Braintrust's Eval() function supports a trialCount parameter that runs each input multiple times to measure variance in non-deterministic LLM outputs. However, this setting applies globally to all inputs, which creates some (but minimal) friction in some evaluation workflows. For example:

  1. Targeted Debugging is Expensive: When investigating a single flaky test case, you want to run it 10-20 times to understand the variance pattern. With global trialCount, this means running your entire suite 10-20 times, multiplying costs and wait time unnecessarily.

  2. Mixed Determinism is Common: Real evaluation suites contain a mix of deterministic scenarios (math problems, factual lookups) and non-deterministic ones (creative writing, open-ended reasoning). Forcing the same trial count on both wastes resources.

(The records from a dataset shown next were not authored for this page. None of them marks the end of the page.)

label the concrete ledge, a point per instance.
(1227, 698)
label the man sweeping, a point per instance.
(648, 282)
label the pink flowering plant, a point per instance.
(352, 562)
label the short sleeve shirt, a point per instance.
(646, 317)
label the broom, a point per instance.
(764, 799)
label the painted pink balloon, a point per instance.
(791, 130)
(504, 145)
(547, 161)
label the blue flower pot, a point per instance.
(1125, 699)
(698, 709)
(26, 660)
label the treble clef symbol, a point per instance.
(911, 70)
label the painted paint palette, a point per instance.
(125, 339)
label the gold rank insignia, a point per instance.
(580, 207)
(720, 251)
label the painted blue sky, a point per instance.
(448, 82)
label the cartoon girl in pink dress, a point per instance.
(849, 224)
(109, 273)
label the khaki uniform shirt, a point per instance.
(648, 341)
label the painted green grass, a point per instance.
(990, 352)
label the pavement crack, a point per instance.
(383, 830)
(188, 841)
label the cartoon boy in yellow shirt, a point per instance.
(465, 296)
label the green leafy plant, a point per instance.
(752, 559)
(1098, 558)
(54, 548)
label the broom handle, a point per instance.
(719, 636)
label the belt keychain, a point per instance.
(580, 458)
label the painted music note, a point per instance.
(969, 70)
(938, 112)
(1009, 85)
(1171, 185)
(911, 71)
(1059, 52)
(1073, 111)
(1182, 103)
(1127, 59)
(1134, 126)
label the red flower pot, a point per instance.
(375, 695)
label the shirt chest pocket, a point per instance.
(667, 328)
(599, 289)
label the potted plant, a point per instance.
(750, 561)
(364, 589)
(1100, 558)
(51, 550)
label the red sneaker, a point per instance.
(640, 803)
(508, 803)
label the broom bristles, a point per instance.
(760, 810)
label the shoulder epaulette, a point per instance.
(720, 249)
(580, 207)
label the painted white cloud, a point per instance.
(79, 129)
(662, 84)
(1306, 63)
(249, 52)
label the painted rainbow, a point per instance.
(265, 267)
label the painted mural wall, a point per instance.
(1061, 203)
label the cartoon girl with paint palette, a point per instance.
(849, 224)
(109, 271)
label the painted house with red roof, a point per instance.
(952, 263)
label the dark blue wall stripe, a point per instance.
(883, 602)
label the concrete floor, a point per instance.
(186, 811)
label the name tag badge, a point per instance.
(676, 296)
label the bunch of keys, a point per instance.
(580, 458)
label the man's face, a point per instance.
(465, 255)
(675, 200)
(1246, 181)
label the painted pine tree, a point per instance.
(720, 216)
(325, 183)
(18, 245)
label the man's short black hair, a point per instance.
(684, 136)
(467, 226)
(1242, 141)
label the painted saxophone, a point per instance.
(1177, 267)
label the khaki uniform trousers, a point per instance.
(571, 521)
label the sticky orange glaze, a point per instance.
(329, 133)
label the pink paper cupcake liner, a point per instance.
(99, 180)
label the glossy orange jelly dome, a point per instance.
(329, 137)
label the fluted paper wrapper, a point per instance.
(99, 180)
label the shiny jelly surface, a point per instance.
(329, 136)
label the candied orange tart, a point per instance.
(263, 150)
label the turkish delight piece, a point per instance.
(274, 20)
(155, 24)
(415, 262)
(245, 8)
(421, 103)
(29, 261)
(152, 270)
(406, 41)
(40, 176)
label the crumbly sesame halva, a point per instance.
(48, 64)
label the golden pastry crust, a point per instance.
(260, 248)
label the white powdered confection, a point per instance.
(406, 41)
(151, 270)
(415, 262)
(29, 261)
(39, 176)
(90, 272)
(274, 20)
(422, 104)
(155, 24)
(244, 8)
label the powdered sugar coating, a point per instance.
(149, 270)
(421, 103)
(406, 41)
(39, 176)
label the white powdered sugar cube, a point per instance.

  3. Cost Scales Linearly: Every additional trial means another LLM API call. A global trialCount: 5 on a 100-item dataset means 500 API calls, even if only 10 items actually need variance analysis.

In order to address this, we've created a custom solution that I want to propose as a contribution. Specifically it, allows each data item to specify its own trialCount, overriding the global default. This gives users fine-grained control over where to invest their evaluation budget.


What?

Eval("My Project", {
  data: [
    { input: "stable query", expected: "..." },                    // Uses global (3)
    { input: "flaky query", expected: "...", trialCount: 10 },     // Override to 10
    { input: "deterministic", expected: "...", trialCount: 1 },    // Override to 1
  ],
  task: myTask,
  scores: [Factuality],
  trialCount: 3, // Global default
});

There is a corollary Python PR up to match it here: #1342

Allow data items to specify their own trialCount, overriding the global
evaluator setting. This enables targeted debugging of flaky test cases
and mixed determinism scenarios without multiplying the entire suite.

- Add optional `trialCount` field to `EvalCase` type
- Per-item trialCount takes precedence over global trialCount
- Items without trialCount use the global value (or 1 if unset)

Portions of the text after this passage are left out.